Random numbers and algorithms:

I was once browsing a math newsgroup, at a certain point I found a tricky question which made me think a bit.

The question sounded like this:

• consider all the numbers between 0 and 1 (Real or Rational, there is no big difference).
• Now please extract a random number among them.
• (within 3 seconds I thought: 0.4324), done?

At this point the person highlighted the following strange thing: If a set contains infinite numbers, each of them has ZERO probability. How could you extract a number?

That made me think.

This is one of the typical paradoxes based on the fact that you are told by somebody to do something, you think that you have done it, but in reality it is not true. It is generally called false choice when used by magicians or mentalists. For example, they make you choose freely a card, but in reality your choice is guided… In this case, I think it was a genuine question.

How do you pick a random number? Let’s suppose that a human brain contains a natural mechanism which allows you to select digits randomly (like those random number generators based on quantum mechanics). Let’s also suppose that a brain can think of 100 digits per second. It took me 3 seconds to answer, so at most I had the time for thinking at a number with 300 digits: a lot! (well my brain is surely much slower…).

Unfortunately, as long as the number of digits is finite, it means that the mechanism for picking random number works on a finite set of numbers (and not on an infinite set, as it appeared from the question).
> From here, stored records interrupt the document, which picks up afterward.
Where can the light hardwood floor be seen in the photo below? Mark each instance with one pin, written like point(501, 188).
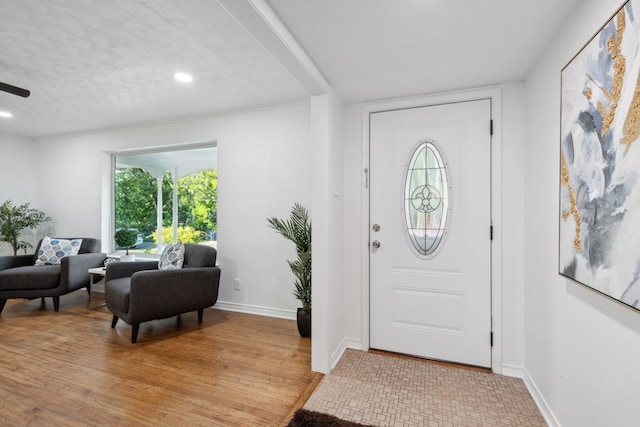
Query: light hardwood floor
point(71, 369)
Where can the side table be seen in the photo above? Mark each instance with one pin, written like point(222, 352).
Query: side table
point(93, 273)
So we can say that at least one of them has a probability different from zero.

Another way to see the same thing is to think that, even if I had the “possibility” to choose among an infinite set of numbers, for most of them the probability was zero. However, I don’t like very much this last interpretation. I can use it for the sake of math modelling but…. there are no infinities in real life.

Infinities

Well, this should be explained with a bit more of detail since in every course of undergrad physics, one deals with all sorts of infinities.

The potential of a point charge diverges at the center. Every time an integral is carried out we are dividing an interval in an infinite set of “points” and so on and so forth. The models requiring infinities are in fact very pervasive, but curiously enough people tend to forget that no infinite quantity has ever been measured.

The reason for this is essentially the same one that prevents a person to pick a number from an infinite set. In order to measure an infinite quantity, which needs to be described with an infinite set of digits, one person needs too much time: infinite.

Epistemology

Since I am walking in the kingdom of philosophy, please let me walk a bit further.

The practical “feasibility” of an action should always be taken into account. Sometimes people have the tendency to think too theoretically. If something is theoretically feasible, then it is as if we have already done it.

Clearly, this is not true. If an action requires too much time to be completed it might become practically impossible. The same happens if the action requires too many resources.

One of the most popular definitions of science (due to Karl Popper), suggests that a statement is scientific if it is possible to disprove it. It is a very compact definition which grasps a lot of what is science, and that is probably the reason of its popularity.

I notice however one of it limits with the following example. There is at least a mushroom in Norway, underneath which lives a gnome. It is enough to look under a mushroom to check, and the number of mushrooms in Norway is clearly finite. In this respect, there is a theoretical method to disprove the sentence, and somebody might think that for this reason it becomes “scientific”. Nonetheless, the practical feasibility of checking all the mushrooms is essentially zero. According to my opinion, the scientific value of the sentence is essentially zero too.

In general, I believe that an adjustment of this definition of science should use weights for the sentences. The more “feasible” it is to disprove the sentence, the more scientific it becomes.

An even better way to see science should include not only partial disproofs but also partial proofs and hints. Think of Cosmology for example, it is a science which deals with the whole universe (and even more…) we can easily say that most of the cosmological theories, including the more accepted ones, can hardly be disproved. On the other hand, we can collect many hints which can guide our idea of the universe and build theories which are more and more solid as a function of the hints we have. I remember once at a school of general relativity with some of the big shots around, one of the finest lecturers was George Ellis, who provided a very nice survey of many possible variations regarding the structure of the universe. His approach being rather different from those of some science popularizers who give for granted that the universe has 13.6 billion years and so on… At the same school, there was Andrei Linde, one of the fathers of inflationary cosmology. He explained his idea according to which there are many inflationary “big bangs” generating infinite universes, each with its own constants of physics. When he was asked about the strength of his theory, he simply replied that he could not prove it. However, this theory was like a nice symphony and he would stick with it unless he heard a better one. The point here is that for some complex topics, the very idea of proving or disproving becomes blurry.

I know that this modified definition of science has limits (for example, is very difficult to decide the weights defining to which extent an action is feasible). However, one might accept the fact that science is not just a block of granite, but its boundaries are more like the seashore.

P.S.: People who have seen an analog tester might claim that when you measure the resistance there is a scale with an \(\infty\) sign on it. This is a bit misleading, it simply means that the resistance under observation exceeds the max range measurable by the tester.

P.P.S: I think that, among the approaches dealing with science, the paradigms shifts by Thomas Kuhn are very appealing (but less compact than Popper ideas, and thus less easy to use).